Turner indicated – and emphasized that they are just thinking about it for now, and that no decision has been made – that SAP is thinking about dropping the LE line in Canada to 500-600 million.
“Traditional LE sales take a long time, and are largely roadmap-based, so we don’t see as many, and we have to increase volume,” she said. However, she stressed that the proposed change would not be moving a big chunk of the underpenetrated SME to SAP’s direct sales people.
“This doesn’t mean we take from the channel partner. Everything up to a billion dollars in revenue continues to be indirect.” Turner noted though that SAP’s global SME business is only 51 per cent, although it is higher than that in Canada.
“Only 51 per cent globally is direct because partners aren’t staffed to support the new world, and don’t have the right resource mix, which may not fit their business today,” she added. “So for now, we have to support them.”

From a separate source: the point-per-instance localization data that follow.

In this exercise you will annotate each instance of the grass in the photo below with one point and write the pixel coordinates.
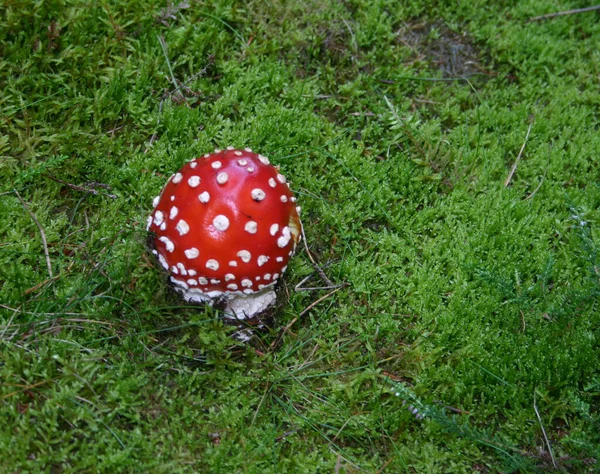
(467, 337)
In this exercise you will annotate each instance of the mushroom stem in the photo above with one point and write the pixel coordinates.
(246, 306)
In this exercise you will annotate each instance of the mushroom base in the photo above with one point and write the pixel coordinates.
(237, 305)
(247, 306)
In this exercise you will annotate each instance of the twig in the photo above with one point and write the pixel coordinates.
(324, 297)
(163, 44)
(514, 168)
(84, 189)
(544, 432)
(566, 12)
(42, 234)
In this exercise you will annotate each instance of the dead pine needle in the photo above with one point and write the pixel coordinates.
(42, 233)
(514, 167)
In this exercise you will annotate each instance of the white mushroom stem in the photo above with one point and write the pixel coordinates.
(242, 306)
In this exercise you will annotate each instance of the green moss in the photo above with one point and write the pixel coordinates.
(398, 126)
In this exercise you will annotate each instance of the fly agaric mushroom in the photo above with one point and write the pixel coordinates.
(225, 227)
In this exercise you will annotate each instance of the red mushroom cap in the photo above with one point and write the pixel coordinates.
(226, 226)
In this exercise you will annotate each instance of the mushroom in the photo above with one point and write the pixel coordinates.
(225, 227)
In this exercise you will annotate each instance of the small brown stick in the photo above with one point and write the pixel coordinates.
(322, 298)
(567, 12)
(84, 189)
(544, 432)
(514, 168)
(541, 180)
(42, 234)
(315, 265)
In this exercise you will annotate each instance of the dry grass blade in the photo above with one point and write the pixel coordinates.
(514, 167)
(42, 233)
(537, 413)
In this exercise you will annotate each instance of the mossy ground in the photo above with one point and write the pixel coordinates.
(473, 300)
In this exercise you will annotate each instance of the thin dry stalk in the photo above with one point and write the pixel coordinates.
(42, 233)
(322, 298)
(544, 432)
(514, 168)
(566, 12)
(84, 189)
(319, 270)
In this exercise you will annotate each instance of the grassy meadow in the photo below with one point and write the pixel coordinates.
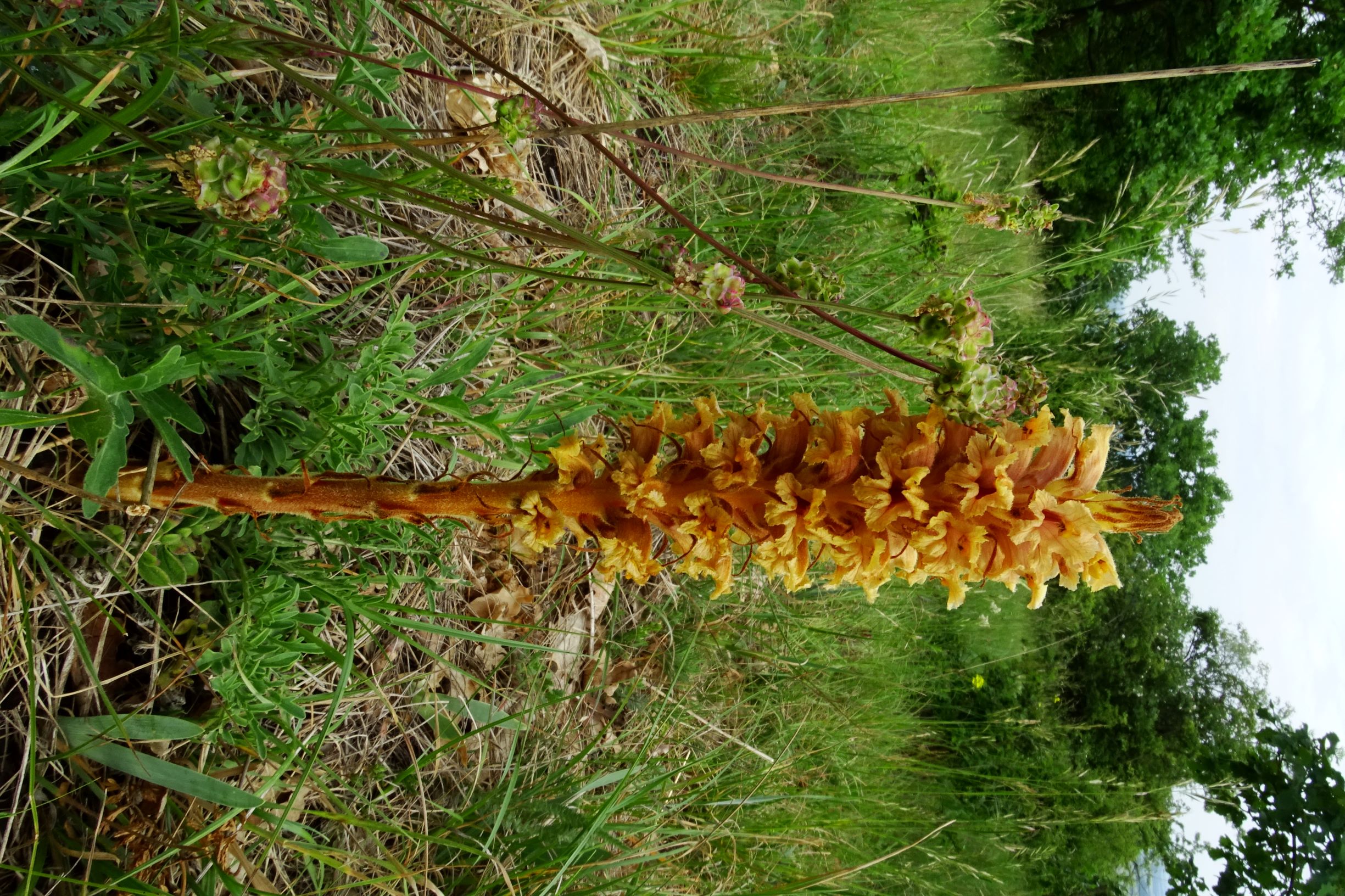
(411, 709)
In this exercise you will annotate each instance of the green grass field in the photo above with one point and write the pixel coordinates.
(420, 712)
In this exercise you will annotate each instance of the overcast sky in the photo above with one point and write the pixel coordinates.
(1275, 560)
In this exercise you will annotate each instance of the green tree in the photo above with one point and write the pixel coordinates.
(1168, 150)
(1287, 809)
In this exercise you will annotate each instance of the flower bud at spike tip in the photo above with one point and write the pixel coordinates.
(860, 497)
(953, 326)
(723, 287)
(516, 119)
(809, 280)
(238, 181)
(1016, 214)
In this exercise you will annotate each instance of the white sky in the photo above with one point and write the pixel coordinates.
(1280, 412)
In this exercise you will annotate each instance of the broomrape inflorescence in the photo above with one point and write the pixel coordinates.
(868, 495)
(238, 181)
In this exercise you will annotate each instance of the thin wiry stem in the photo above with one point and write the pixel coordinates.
(760, 276)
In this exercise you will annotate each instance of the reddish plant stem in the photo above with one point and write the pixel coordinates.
(760, 276)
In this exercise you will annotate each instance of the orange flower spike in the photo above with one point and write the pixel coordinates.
(875, 495)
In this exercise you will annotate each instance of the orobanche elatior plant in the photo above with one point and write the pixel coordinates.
(872, 494)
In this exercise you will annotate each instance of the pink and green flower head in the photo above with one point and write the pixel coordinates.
(723, 287)
(240, 181)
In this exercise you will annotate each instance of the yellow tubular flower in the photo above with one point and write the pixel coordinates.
(875, 495)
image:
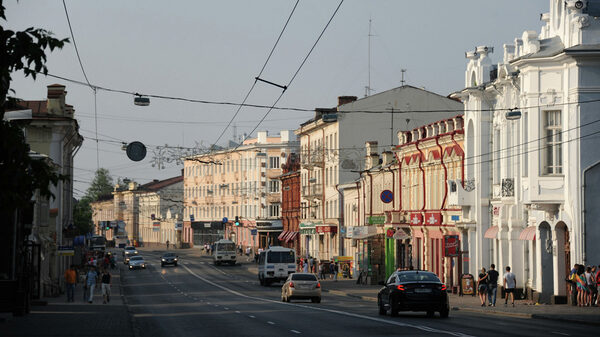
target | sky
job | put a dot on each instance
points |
(213, 50)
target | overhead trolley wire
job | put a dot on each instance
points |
(260, 73)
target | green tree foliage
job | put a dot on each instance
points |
(24, 50)
(82, 213)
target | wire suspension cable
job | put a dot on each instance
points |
(255, 80)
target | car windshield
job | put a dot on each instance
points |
(281, 257)
(417, 276)
(304, 277)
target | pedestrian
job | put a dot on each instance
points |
(492, 285)
(482, 286)
(510, 285)
(321, 272)
(106, 282)
(90, 281)
(331, 269)
(71, 281)
(591, 282)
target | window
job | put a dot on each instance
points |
(552, 145)
(273, 162)
(274, 210)
(273, 186)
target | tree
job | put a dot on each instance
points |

Turner said the proposed change is designed, not to take business from the channel, but to move SAP’s direct support resources down into the traditional SME space, where it can be used to support partners.
“We are proposing dropping that line, taking the support model for LE, and pulling these resources down into the lower band, which will continue to be served indirectly. SAP’s own cost of sale will go up by doing this, but it will enable partners to move from being a profitable old world partner to a profitable new world partner. It’s not enough to just say to them that they have to get to the cloud. We have to help them get there.”
Turner acknowledged the SME space has plenty of customers who have no interest in moving to the cloud despite the increased agility.
“We need partners who will service those customers profitably for as long as those customers exist,” he said. “Partners need to recognize what world they need to be part of, and we need to enable them profitably to be part of that world, instead of asking everyone to be part of the new world. There is a profitable way to sustain customers who want to continue what they have been doing.”
Turner has been meeting with key Canadian partners at the event, and bouncing the suggested changes off them, and she said the response has been positive.
“The partner feedback has been that ‘we need that,’” she said. “They said ‘we need more help diagnosing how to profitably change and need your support in the meantime, to diversify our pipeline and properly configure our mix.”
If SAP goes ahead with the change, the timeline will be imminent.
“We do need to fully understand what the margin impact to SAP will be to be able to accomplish it,” Turner stated, indicating that this would involve significant analysis of the proposed new metrics. “We think the equation is worth it, but we do need to test that out.”
On another note, Turner indicated that no decision has been made on whether to replace Rob Stevens, the former SAP Canada vice president of general business and channels, who has left SAP and recently resurfaced with AWS in Canada. The channel position could be refilled, or integrated into a broader sales responsibility role.
“His old role could be subsumed, but we haven’t yet decided if it’s the right thing to do,” she said. “In any event, the SAP people who manage partners will continue to exist be there, but they may operate in the future through a new matrix.”